Rub chicken breasts with a light mixture of parsley, sage, rosemary, and thyme dried spices grill lightly, drizzling lemon juice on each side. Slice into strips. Arrange on a bed of fresh spinach, leaving space in center for soup tureen. Sprinkle fresh boiled sweet corn (1/2cup on top of spinach.

Make the dressing by sauteeing fresh finely chopped parsley sage, rosemary, and thyme in ¼ cup olive oil. Allow to cool and combine with 1/4 cup balsamic vinegar. Pour over salad.

For the eggs, cut 1 hard-boiled egg per serving in half. Remove yolk. Combine yolks with mayonaise, dijon mustard, chopped jalapeno, paprika, and black pepper beat into a thick creamy mixture and restore into egg white. Place egg halfs white upside down, and push rosemary needles to resemble a porcupine.

Mrs. Robinson’s Surf and Turf

Make a marinade out of 1/4 cup Terriyaki sauce, 2 Tbsp honey, ¼ orange juice, 1 tspn chopped garlic, 1 tbsp, chopped onion, 1 tspn thyme. per each serving. Place *1 12 oz. Cut of flank steak in a ziploc bag with marinade, * for each serving. Squeeze out all air and refrigerate 24 hours. Use a skewer to poke 2 holes lengthwise through each cut of meat. Lightly roast woody branches of fresh rosemary on a grill or broil in oven. Push stems through meat and grill until medium rare, drizzling remaining marinade on steak as it cooks. Be sure and suggest that your guests remove the branches before eating. Rosemary needles will remain inside meat, and this is a novel and tasty way of imparting flavor during the cooking process.

Clean and devein four large gulf shrimp per serving. Sautee in 2 tbsp butter, 1 tspn dried rosemary needles. Serve in heated dish.

Cut 10 small new potatos in half per serving. Place in cooking tray with * 1 tbsp fresh rosemary, 1tbsp parsley flakes, and 1 tspn each, sage and thyme.* Add 2 tbsp melted butter, 1 tbsp olive oil. ¼ chopped vidalia onion, salt and pepper to taste Broil on oven at 450 or place in closed grill, about ½ hour. Stir twice.

Elaine’s breakdown

Place *3 large sprigs of fresh Rosemary (1 of each variety)*between pages of books overnight to press flat.

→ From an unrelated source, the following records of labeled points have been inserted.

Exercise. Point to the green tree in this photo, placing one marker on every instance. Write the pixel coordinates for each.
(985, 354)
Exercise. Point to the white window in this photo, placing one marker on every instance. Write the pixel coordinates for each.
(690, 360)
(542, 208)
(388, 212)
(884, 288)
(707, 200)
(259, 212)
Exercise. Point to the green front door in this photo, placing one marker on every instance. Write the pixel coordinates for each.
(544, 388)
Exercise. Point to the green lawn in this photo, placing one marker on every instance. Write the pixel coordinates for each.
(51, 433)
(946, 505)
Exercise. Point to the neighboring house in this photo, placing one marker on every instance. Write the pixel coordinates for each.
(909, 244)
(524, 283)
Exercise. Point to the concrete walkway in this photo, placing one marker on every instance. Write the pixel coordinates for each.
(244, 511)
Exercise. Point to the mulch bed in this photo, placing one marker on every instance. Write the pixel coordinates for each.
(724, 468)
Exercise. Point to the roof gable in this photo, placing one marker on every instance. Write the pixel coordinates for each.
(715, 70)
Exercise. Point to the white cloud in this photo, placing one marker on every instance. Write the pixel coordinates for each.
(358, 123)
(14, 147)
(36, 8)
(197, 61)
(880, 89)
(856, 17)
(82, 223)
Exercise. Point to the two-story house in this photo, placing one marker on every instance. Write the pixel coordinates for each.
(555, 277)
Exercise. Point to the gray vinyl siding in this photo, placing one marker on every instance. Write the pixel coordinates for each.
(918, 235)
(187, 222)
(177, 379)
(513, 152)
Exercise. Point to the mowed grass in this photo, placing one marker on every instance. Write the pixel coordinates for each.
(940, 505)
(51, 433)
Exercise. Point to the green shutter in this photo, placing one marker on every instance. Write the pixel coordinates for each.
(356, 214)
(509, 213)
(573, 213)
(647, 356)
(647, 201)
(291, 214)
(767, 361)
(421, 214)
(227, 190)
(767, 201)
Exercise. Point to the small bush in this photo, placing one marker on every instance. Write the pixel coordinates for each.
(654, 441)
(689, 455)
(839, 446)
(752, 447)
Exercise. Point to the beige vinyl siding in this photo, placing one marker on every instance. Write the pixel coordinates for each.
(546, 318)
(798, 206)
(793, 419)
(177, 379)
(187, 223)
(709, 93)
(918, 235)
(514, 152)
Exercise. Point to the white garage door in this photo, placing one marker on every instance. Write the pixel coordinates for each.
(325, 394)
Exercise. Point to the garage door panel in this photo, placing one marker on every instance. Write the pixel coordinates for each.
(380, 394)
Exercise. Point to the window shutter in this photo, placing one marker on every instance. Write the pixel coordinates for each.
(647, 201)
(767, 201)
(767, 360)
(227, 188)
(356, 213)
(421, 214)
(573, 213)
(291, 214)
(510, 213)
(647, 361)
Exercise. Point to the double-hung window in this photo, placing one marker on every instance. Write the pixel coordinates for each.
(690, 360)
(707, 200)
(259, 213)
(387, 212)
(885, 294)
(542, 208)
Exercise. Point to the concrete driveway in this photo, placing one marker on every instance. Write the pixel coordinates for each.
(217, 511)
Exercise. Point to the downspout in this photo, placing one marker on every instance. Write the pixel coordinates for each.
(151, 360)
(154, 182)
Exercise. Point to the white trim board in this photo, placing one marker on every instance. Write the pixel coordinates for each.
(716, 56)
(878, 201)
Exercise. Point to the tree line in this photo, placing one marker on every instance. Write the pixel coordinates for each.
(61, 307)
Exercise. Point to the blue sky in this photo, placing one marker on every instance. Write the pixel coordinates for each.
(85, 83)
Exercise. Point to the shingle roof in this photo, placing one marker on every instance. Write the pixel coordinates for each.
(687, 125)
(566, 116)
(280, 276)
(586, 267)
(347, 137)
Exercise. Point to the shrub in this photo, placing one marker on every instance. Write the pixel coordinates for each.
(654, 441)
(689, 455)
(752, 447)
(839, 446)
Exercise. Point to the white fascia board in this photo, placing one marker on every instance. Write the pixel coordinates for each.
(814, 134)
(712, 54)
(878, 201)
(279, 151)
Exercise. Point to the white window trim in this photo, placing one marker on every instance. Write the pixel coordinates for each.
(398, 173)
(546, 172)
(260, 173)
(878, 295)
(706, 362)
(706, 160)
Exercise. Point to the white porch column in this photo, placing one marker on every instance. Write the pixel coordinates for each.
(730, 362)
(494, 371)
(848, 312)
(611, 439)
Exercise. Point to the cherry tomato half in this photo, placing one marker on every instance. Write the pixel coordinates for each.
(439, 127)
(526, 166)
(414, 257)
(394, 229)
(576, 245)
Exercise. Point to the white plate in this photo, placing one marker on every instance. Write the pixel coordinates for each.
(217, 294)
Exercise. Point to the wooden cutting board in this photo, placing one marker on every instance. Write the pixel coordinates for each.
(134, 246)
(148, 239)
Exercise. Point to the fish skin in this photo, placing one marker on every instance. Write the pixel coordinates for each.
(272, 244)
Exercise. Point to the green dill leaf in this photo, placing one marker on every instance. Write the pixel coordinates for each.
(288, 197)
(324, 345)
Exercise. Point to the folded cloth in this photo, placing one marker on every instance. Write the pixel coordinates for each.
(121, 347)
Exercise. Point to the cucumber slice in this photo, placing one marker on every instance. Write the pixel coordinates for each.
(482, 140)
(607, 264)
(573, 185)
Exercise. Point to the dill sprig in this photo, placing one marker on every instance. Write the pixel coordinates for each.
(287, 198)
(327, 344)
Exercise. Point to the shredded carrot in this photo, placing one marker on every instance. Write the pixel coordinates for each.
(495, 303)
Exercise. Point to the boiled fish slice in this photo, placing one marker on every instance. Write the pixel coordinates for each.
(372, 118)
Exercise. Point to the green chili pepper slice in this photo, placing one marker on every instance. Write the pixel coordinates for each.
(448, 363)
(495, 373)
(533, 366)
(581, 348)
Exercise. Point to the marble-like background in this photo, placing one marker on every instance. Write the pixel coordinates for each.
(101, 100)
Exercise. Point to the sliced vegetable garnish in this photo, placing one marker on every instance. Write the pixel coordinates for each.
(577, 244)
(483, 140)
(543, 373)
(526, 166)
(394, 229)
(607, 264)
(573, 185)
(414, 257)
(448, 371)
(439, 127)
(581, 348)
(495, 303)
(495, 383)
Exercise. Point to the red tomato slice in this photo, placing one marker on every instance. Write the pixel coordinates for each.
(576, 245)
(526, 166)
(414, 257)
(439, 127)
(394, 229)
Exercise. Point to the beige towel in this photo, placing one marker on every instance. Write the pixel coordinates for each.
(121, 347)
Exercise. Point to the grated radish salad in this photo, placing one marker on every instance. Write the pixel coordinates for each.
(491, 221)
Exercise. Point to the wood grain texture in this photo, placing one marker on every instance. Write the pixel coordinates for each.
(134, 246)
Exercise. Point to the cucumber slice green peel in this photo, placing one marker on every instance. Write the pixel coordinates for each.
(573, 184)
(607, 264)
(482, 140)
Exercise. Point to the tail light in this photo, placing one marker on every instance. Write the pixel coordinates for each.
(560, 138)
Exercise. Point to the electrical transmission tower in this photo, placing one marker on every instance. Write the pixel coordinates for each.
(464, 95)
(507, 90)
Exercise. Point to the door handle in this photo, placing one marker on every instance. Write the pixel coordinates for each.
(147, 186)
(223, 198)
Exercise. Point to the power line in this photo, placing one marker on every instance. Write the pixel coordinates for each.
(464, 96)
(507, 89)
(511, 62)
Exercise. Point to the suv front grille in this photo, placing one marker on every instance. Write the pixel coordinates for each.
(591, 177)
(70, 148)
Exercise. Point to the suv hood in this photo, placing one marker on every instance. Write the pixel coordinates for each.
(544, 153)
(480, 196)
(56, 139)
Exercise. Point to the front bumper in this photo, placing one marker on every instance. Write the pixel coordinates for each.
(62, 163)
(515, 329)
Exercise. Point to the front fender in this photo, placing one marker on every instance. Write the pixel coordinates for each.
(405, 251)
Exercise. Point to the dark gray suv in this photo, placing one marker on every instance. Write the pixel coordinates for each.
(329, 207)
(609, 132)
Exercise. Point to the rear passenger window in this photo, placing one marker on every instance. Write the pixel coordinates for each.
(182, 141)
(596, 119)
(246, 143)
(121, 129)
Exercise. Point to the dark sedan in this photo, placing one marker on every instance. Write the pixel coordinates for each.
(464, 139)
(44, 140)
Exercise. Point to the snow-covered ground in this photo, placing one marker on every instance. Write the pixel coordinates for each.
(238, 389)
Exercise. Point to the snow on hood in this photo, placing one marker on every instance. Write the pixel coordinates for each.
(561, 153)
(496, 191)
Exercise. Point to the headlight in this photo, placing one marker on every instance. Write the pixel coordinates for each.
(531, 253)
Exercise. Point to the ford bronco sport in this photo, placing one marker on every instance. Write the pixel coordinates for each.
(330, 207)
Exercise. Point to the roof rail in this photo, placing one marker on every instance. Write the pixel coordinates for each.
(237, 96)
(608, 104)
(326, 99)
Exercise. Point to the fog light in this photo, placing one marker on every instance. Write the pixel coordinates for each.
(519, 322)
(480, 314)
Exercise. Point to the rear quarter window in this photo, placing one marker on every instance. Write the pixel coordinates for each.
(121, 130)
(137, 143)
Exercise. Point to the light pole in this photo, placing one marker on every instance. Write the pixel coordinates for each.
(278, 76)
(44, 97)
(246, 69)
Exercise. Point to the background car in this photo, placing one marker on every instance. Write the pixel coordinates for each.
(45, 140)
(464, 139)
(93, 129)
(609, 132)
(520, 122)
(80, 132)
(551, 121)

Lay out on wax paper. Add drops of red, yellow, and green, food coloring directly on and surrounding 1 sprig. Liquify one cup of sugar, ½ cup corn syrup on stove, very carefully so as not to burn. Pour on sprig with food coloring, allow to cool in refrigerator. Melt 1 bar Cadbury chocolate, and 8-12 caramels seperately and pour over remaining sprigs. Refrigerate.

Place * 1 scoop vanilla ice cream* on center of desert plate. Decorate with * 5-6 fresh cherries.* Place caramel and chocolate sprigs on each side of ice cream. Whack the colored sugar sprig hard with one hand to shatter it and decorate the plate with splashes of colored candy. Stick the piece with the sprig into the ice cream, and make sure there’s a cherry next to it. Serve

Chairman Fenris??? are we allowed to ask for clarifications??? For example, if the chef has neglected to mention an important facet of an ingredient, such as (ahem) there’s more than one kind of fing cherry ya know* (we in Michigan take our Cherries and Apples quite seriously). Or should we judge the chef, having declined in their presentation to be specific about such an important fact, and adjust as necessary? :smiley:

I say judge him. Judge him hard, and judge him deep, and judge him long.

and smack his butt with a wooden spoon for those weirdly formatted avant-garde recipe layouts while you’re at it.

(oops, supposed to be a GOOD sport. Bad cheffie)

Wring:

I use your favorite Cherries, of course. No other kind will do.
Chef Troy:

Oh sure, go ahead and smoke meat. Didn’t I just do that a battle or so ago? Well, they say imitation is the highest from of compliment, but sauce on on your ribs? Oh dear.

Let’s not mince words. 10 paces with butcher knives, what do you say?